I gotta be honest I only saw this movie because I had nothing better to do, and after walking out of the theater, I should have just settled for doing nothing.
Following a young, struggling artist named Evie (Nathalie Emmanuel), The Invitation sees her invited (duh) to a family wedding for a set of relatives she only recently discovered she shares familial blood with. Traveling from NYC to England to meet her distant kin, Evie soon realizes something is off about a group of privileged individuals that are far more mysterious than they initially let on. Seeing apparitions of a long-dead member of the house and noticing that maids seem to be going missing thanks to someone — or something — that the family won’t talk about, Evie enters into a flirtatious relationship with the lord of the manor, Walter De Ville (Thomas Doherty), and the dark life he’s dragged her into, kick-starting a journey that sees Evie face a kind of evil she has no way of defending against.
As mentioned above, I really had no desire to catch this one in theaters, and judging by the quality of the final product, it’s a wonder how this one made it there in the first place. Scripted in a way that feels amateurish at best, The Invitation boasts a cast (especially Nathalie Emmanuel) that does just enough to carry the story along but never intrigues enough to stop audiences from feeling a bit bored at times.

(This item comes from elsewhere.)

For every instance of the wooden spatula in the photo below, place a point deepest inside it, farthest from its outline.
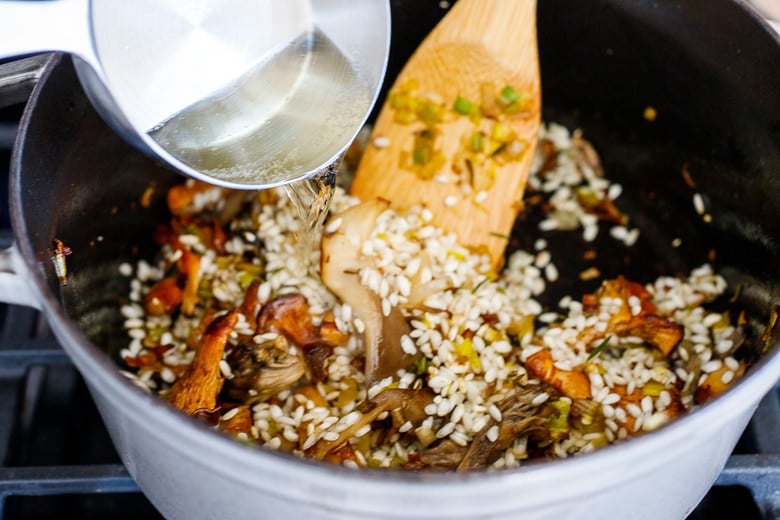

Produced and directed in a way that barely lends itself to having a spooky baseline, the overall scare factor of the film feels a bit like an afterthought as the movie never goes beyond the cliche and uninspired scenes audiences have seen before. Couple that with the fact that most of the characters involved are undeveloped and don’t add much to the proceedings, and by the time the “good stuff” happens, I was mostly just waiting around for the credits to roll.
And while I have to admit that when said “good stuff” does happen, things tick up just enough to pique my interest, it was ultimately too little too late for this one, as the admittedly enjoyable third act twist works better than expected, if only for a moment. Having no idea that this one was — spoiler alert! — a vampire story at heart, the fact that the entire movie hinges on this mysterious evil that goes unseen and tangentially addressed throughout the film only to make it the main reveal of the story immediately turns this film into a more exciting experience that unfortunately doesn’t last long. And as the dust settles from the vampire reveal, little else mattered in this movie to a point that I almost didn’t care about the extra bloodshed spilled in the finale — something I wish there was more of — proving that if a little more effort was put into this one, we totally could have had something that turned out much better.
Though this one’s far less interesting than it thinks it is and a bit more contrived than necessary — especially when it comes to a vampire angle that doesn’t do enough to make it something worth exploring — you could do worse than The Invitation. But as it stands, it’s still a movie that doesn’t have much substance despite a few good elements in between, and for that, this one ultimately becomes a forgettable movie-going experience.